Cystic fibrosis (CF) is the most common autosomal recessive condition in Caucasians and is associated with bronchiectasis, airway inflammation and an increase in diabetes1. Cystic Fibrosis Related Diabetes (CFRD) prevalence increases with age; with more than 50% of CF patients having diabetes by age 40. CFRD patients have a higher mortality than CF alone and there is a strong association between CFRD and deterioration in lung function and clinical status2. Why diabetes should do this is unknown.
The receptor for advanced glycation end products (RAGE) is a member of the immunoglobulin superfamily of cell surface molecules. The receptor is membrane bound and is also known as full length (fl)RAGE or membrane RAGE (mRAGE). It is a multi-ligand receptor and regarded as a central mediator in chronic inflammatory and immune responses3. RAGE is found in human airways with high basal levels of RAGE expressed in pulmonary tissue4. It is also found on pro-inflammatory and immuno-competent cells such as neutrophils, monocytes, macrophages, and T and B lymphocytes3,5.
RAGE binds a broad range of ligands associated with inflammatory responses, including advanced glycation end products (AGE), β-sheet fibrillary structures (β-amyloid & serum amyloid A), amphoterin (HMGB1) and members of the S100/calgranulin family (such as S100A12 also known as enRAGE)3,5,6. EnRAGE is secreted by activated granulocytes and is a marker of inflammation in CF7. These ligands, as well as activating RAGE, also up-regulate RAGE production and thereby perpetuate the inflammatory response due to downstream production of cytokines, adhesion molecules and matrix metalloproteinases5.

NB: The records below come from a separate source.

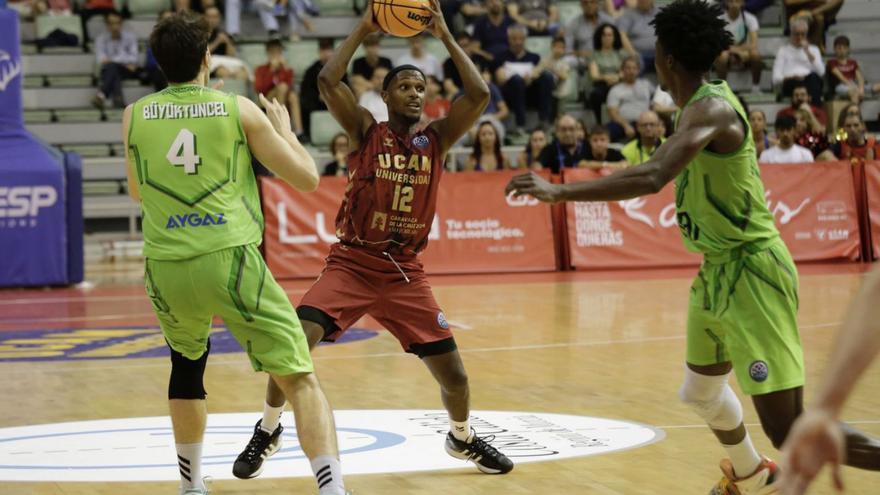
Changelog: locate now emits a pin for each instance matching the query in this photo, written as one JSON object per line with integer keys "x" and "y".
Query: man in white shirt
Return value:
{"x": 743, "y": 26}
{"x": 799, "y": 61}
{"x": 427, "y": 62}
{"x": 371, "y": 99}
{"x": 786, "y": 151}
{"x": 627, "y": 100}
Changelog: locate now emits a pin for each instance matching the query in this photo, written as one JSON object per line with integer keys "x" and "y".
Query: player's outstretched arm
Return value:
{"x": 466, "y": 109}
{"x": 816, "y": 438}
{"x": 336, "y": 94}
{"x": 133, "y": 190}
{"x": 275, "y": 145}
{"x": 700, "y": 124}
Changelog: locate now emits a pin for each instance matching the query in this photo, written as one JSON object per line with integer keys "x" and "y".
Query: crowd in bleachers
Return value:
{"x": 554, "y": 69}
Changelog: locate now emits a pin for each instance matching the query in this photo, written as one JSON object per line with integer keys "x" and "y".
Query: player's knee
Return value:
{"x": 187, "y": 376}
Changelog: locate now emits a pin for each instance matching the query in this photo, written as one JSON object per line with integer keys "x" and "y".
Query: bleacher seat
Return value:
{"x": 324, "y": 127}
{"x": 146, "y": 8}
{"x": 45, "y": 24}
{"x": 335, "y": 7}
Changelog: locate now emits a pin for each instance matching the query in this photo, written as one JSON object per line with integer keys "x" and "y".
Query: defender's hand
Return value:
{"x": 277, "y": 114}
{"x": 438, "y": 25}
{"x": 533, "y": 185}
{"x": 815, "y": 440}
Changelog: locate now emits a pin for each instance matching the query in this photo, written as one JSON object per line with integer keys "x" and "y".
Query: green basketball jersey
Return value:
{"x": 720, "y": 201}
{"x": 191, "y": 160}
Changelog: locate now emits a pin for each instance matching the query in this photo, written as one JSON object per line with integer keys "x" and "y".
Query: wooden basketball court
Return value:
{"x": 608, "y": 345}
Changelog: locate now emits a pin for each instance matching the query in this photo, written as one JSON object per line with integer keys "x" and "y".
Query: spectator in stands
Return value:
{"x": 362, "y": 68}
{"x": 91, "y": 9}
{"x": 265, "y": 10}
{"x": 339, "y": 150}
{"x": 117, "y": 52}
{"x": 635, "y": 24}
{"x": 820, "y": 13}
{"x": 786, "y": 151}
{"x": 417, "y": 56}
{"x": 565, "y": 151}
{"x": 799, "y": 62}
{"x": 451, "y": 78}
{"x": 310, "y": 97}
{"x": 529, "y": 155}
{"x": 275, "y": 79}
{"x": 540, "y": 16}
{"x": 607, "y": 58}
{"x": 224, "y": 61}
{"x": 519, "y": 74}
{"x": 758, "y": 122}
{"x": 490, "y": 30}
{"x": 800, "y": 100}
{"x": 579, "y": 33}
{"x": 436, "y": 105}
{"x": 627, "y": 100}
{"x": 664, "y": 106}
{"x": 856, "y": 145}
{"x": 649, "y": 137}
{"x": 599, "y": 154}
{"x": 806, "y": 133}
{"x": 371, "y": 99}
{"x": 616, "y": 8}
{"x": 559, "y": 65}
{"x": 743, "y": 26}
{"x": 487, "y": 155}
{"x": 844, "y": 73}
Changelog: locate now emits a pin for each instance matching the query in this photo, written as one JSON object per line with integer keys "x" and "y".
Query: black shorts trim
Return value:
{"x": 315, "y": 315}
{"x": 433, "y": 348}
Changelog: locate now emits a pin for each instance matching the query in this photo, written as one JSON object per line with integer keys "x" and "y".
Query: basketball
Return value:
{"x": 402, "y": 18}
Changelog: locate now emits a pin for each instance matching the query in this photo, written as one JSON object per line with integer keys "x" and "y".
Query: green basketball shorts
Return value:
{"x": 743, "y": 310}
{"x": 235, "y": 285}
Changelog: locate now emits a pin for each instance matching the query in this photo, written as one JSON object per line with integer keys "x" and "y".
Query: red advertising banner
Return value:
{"x": 476, "y": 229}
{"x": 872, "y": 184}
{"x": 814, "y": 206}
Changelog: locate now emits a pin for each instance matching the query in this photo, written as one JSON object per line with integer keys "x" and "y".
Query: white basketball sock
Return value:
{"x": 461, "y": 430}
{"x": 189, "y": 462}
{"x": 328, "y": 475}
{"x": 271, "y": 417}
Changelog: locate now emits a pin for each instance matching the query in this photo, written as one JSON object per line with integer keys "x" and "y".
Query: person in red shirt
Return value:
{"x": 384, "y": 222}
{"x": 800, "y": 99}
{"x": 844, "y": 72}
{"x": 274, "y": 79}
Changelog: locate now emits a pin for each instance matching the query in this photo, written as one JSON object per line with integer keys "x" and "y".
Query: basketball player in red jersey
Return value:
{"x": 383, "y": 224}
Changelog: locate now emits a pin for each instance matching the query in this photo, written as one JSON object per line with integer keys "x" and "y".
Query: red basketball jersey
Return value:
{"x": 391, "y": 196}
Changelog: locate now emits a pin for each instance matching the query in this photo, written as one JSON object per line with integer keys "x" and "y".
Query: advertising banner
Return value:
{"x": 814, "y": 207}
{"x": 476, "y": 229}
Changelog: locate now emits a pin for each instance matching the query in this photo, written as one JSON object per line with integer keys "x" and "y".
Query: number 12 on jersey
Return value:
{"x": 182, "y": 152}
{"x": 402, "y": 198}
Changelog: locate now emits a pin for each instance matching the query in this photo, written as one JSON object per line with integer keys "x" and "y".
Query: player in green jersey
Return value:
{"x": 188, "y": 150}
{"x": 742, "y": 314}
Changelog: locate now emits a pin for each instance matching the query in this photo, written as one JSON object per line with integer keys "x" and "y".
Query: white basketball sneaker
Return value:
{"x": 761, "y": 482}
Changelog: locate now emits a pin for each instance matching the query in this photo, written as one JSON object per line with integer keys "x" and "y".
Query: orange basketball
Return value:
{"x": 402, "y": 18}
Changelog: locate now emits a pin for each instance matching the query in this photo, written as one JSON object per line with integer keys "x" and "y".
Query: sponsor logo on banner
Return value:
{"x": 20, "y": 205}
{"x": 370, "y": 442}
{"x": 114, "y": 343}
{"x": 9, "y": 69}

RAGE expression and its signaling are regulated both by its ligands and by RAGE isoforms known collectively as soluble RAGE (sRAGE). sRAGE contains the extracellular domain of RAGE and can bind to circulating pro-inflammatory ligands preventing their binding to mRAGE thereby preventing RAGE activation. sRAGE consists of a combination of isoforms that are generated in two distinct ways: 1) cleaved RAGE (cRAGE) which results from the proteolytic cleavage of mRAGE (ectodomain shedding) from the cell membrane; and 2) alternative splicing of the RAGE transcript resulting in 10 variants detected in the human lung8,9. Of these the most significant is an endogenous soluble RAGE (esRAGE). Importantly decreased levels of esRAGE and/or increases in mRAGE are thought to enhance RAGE mediated inflammation10.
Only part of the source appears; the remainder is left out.